Microalgae is one of the most promising feedstocks for biofuel production because it yields the high content of sugar and oil. In order to help to develop this nascent industry, this paper proposes a mixed integer linear programming (MILP) model for planning and designing a microalgae-based biobutanol supply chain network. The goal of this study is minimizing the fixed cost of constructing required facilities, transportation costs, and operational costs (harvesting, pretreatment, treatment, and energy conversion). This paper considers supply, production, distribution, and addresses a multi-period model.

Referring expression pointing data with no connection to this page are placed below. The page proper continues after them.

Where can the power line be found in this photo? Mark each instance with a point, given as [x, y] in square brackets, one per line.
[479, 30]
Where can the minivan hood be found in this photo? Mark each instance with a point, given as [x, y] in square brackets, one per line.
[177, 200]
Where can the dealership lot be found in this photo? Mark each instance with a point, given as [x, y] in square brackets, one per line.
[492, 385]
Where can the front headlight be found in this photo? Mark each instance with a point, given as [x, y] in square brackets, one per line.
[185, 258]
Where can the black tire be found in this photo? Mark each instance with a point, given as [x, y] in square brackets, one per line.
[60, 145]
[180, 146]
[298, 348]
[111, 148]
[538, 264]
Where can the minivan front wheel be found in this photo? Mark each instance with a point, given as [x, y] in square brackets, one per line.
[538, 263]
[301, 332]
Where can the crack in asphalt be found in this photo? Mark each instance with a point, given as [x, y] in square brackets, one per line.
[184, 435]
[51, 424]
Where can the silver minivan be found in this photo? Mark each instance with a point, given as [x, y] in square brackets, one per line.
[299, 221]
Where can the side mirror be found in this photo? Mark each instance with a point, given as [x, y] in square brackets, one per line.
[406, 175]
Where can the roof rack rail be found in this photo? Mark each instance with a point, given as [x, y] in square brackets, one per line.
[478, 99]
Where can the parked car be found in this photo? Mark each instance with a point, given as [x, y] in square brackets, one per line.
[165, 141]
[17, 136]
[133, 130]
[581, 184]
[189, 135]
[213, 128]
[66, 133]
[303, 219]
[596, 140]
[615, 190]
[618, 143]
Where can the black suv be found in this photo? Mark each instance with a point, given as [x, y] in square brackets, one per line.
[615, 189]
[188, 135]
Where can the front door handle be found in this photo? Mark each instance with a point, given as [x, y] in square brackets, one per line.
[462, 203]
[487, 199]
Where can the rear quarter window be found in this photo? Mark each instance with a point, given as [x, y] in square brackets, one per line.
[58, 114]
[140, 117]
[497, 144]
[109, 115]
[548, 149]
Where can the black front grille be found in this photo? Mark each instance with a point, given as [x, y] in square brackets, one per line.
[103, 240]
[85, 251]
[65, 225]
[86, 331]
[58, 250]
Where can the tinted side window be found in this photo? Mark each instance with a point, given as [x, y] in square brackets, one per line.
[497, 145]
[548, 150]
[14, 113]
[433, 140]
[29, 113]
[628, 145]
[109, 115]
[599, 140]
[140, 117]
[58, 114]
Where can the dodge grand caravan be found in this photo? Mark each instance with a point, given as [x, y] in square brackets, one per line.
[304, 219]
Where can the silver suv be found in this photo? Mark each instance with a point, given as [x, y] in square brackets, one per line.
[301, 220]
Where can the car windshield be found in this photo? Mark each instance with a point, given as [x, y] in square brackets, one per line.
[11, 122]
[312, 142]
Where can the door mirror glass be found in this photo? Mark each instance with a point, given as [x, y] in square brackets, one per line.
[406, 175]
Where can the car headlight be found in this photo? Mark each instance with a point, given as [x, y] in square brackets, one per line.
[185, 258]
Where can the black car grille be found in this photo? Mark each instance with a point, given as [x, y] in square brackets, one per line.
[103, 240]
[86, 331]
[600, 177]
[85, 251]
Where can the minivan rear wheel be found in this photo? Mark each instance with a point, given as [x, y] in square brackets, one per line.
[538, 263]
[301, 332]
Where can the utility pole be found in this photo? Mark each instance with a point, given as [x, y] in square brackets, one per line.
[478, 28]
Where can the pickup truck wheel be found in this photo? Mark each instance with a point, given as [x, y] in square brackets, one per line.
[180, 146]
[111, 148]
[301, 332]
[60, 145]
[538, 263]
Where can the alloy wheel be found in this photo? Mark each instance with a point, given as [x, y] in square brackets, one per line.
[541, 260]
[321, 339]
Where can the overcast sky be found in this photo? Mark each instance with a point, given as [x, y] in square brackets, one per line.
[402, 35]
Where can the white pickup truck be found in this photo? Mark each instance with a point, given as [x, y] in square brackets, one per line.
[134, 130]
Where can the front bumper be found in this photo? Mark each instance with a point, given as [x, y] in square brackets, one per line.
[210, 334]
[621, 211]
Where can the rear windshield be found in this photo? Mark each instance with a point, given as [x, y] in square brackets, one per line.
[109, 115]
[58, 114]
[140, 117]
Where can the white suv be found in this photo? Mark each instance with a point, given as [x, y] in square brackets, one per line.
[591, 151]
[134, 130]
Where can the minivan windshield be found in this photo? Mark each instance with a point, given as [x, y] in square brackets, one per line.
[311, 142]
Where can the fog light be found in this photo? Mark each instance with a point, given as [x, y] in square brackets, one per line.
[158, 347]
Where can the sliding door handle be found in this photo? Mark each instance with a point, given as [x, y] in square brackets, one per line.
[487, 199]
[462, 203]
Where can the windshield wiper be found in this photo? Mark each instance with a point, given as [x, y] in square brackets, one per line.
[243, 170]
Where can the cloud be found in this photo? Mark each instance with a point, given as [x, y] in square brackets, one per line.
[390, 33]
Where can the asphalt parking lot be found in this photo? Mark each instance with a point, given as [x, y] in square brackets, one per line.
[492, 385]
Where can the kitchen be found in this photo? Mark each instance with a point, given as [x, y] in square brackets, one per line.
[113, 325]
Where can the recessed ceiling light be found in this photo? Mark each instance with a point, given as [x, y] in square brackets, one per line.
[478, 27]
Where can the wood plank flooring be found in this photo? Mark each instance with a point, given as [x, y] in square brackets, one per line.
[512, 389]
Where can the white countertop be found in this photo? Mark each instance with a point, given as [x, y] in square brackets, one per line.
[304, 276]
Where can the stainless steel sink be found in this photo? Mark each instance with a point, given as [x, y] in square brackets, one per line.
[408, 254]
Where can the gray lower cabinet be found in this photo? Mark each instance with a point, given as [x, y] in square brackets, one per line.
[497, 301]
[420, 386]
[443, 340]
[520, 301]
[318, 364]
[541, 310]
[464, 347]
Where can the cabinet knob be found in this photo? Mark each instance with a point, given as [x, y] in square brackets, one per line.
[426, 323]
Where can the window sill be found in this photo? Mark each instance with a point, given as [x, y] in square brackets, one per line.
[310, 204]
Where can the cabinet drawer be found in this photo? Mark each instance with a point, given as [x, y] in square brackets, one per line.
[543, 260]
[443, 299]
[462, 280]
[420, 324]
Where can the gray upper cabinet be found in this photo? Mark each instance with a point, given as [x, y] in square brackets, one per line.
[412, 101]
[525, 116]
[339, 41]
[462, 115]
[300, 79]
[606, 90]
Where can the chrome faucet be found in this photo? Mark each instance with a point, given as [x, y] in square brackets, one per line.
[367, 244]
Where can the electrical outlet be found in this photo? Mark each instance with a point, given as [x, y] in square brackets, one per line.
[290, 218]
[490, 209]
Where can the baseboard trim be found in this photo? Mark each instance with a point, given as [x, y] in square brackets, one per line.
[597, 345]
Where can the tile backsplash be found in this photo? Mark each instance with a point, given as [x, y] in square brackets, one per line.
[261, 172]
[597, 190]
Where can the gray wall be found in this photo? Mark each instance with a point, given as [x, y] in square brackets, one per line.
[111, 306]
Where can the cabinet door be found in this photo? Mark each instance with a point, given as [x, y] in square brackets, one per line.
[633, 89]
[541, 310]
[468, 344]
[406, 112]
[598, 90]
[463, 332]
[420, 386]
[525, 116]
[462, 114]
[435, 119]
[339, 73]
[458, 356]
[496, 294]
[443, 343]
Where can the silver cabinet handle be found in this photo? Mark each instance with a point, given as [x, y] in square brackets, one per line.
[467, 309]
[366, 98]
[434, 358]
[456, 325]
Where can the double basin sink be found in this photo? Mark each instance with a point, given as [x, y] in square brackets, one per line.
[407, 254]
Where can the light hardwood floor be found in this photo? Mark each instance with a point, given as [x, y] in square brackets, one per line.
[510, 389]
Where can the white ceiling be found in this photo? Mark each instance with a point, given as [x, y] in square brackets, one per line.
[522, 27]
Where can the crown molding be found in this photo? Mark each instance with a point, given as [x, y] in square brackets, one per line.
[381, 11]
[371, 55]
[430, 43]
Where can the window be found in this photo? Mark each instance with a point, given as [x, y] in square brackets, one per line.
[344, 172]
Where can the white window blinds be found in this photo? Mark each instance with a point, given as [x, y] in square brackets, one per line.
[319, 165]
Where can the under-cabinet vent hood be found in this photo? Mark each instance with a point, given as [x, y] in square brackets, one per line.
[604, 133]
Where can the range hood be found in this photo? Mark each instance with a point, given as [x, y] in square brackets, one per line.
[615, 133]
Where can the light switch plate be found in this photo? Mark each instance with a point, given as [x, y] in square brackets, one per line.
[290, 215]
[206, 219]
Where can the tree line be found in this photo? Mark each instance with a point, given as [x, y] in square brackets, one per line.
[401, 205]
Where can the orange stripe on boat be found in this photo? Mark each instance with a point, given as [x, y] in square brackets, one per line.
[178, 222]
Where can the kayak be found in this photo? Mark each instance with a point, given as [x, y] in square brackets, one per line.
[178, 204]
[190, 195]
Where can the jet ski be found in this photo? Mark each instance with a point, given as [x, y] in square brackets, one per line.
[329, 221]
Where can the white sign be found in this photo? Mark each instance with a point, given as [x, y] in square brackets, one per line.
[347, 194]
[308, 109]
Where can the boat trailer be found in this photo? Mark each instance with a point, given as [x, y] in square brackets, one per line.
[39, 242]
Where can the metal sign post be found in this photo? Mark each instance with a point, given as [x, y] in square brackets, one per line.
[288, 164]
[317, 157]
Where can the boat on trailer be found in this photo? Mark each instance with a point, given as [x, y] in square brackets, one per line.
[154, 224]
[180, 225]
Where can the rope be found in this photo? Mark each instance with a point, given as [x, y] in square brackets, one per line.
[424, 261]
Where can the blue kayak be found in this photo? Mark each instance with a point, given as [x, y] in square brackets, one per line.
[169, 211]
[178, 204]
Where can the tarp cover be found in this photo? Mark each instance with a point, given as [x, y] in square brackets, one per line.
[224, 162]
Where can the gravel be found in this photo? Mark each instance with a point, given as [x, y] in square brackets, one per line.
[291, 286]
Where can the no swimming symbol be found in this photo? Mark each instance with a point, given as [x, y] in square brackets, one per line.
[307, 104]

Since the volume of harvested and dried algae cannot be determined accurately, a fuzzy programming approach is employed to address uncertainties. Additionally, a data envelopment analysis (DEA) method is used to reduce the complexity of solving the proposed model. The applicability of the model is evaluated through a real case study of Iran.

Suggested Citation

  • Arabi, Mahsa & Yaghoubi, Saeed & Tajik, Javad, 2019. "A mathematical model for microalgae-based biobutanol supply chain network design under harvesting and drying uncertainties," Energy, Elsevier, vol. 179(C), pages 1004-1016.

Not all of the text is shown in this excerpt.